Cela fut fait par la création d'un fonds d'indemnisation pour les victimes de l'amiante par l'art. 53 de la loi n° 2000-1257 du 23 décembre 2000 de financement de la sécurité sociale pour 2001. Le fonds d'indemnisation est un établissement public national à caractère administratif dont le contentieux des décisions relève de la juridiction judiciaire. Le mécanisme est globalement inspiré de celui adopté en matière d'indemnisation des victimes du HIV tout en cherchant à éviter certaines de ses faiblesses. Ainsi, la loi indique expressément que l'acceptation de l'offre du fonds a pour corollaire l'abandon de toute action contentieuse.

La procédure d'indemnisation ainsi instituée présente des avantages pour diverses parties. D'abord, pour les victimes, car elle permet une indemnisation beaucoup plus rapide que par la voie contentieuse, et cet avantage est appréciable pour les victimes du cancer de la plèvre dont l'espérance de vie est  courte  lorsque la maladie s'est déclenchée (environ un an et demi). Ensuite, pour le bon fonctionnement de la justice dont la charge de travail se trouve allégée d'autant (annuellement, de plusieurs centaines de dossiers). Enfin, le système d'indemnisation par le fonds canalise et régule les récriminations et les plaintes et atténue ainsi l'impact médiatique de ces drames et les risques de mises en cause de décideurs publics, fonctionnaires et hommes politiques. 

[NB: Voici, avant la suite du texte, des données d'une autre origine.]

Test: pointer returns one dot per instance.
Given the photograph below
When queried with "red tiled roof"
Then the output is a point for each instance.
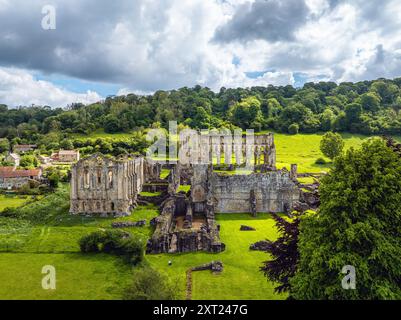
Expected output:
(10, 172)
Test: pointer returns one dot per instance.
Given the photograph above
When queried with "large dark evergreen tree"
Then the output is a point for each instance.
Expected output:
(285, 253)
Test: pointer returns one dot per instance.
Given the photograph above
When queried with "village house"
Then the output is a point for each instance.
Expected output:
(44, 159)
(22, 148)
(68, 156)
(11, 178)
(13, 158)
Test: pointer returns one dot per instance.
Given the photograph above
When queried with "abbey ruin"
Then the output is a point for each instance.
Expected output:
(106, 186)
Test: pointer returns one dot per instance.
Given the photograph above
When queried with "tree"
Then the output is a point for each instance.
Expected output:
(54, 179)
(353, 113)
(358, 224)
(67, 144)
(285, 254)
(331, 145)
(148, 284)
(29, 161)
(370, 102)
(247, 113)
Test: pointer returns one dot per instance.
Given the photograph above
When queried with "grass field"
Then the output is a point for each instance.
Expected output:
(78, 277)
(27, 244)
(7, 202)
(241, 278)
(27, 247)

Quoi qu'il en soit de l'indemnisation, ces dernières années ayant montré, dans divers domaines, les revers des progrès techniques (HIV et SIDA, hépatite C, divers cancers dont ceux provoqués par l'amiante, infections nosocomiales, etc.), la prise en compte du principe de précaution par les décideurs publics apparaît donc comme salutaire. Dans un Etat développé, la mémoire des défaillances, la mise en cause des responsables et le coût financier des indemnisations sont d'indispensables contrepoids à l'influence des facteurs économiques en encourageant à  la prise en compte attentive de la santé des populations.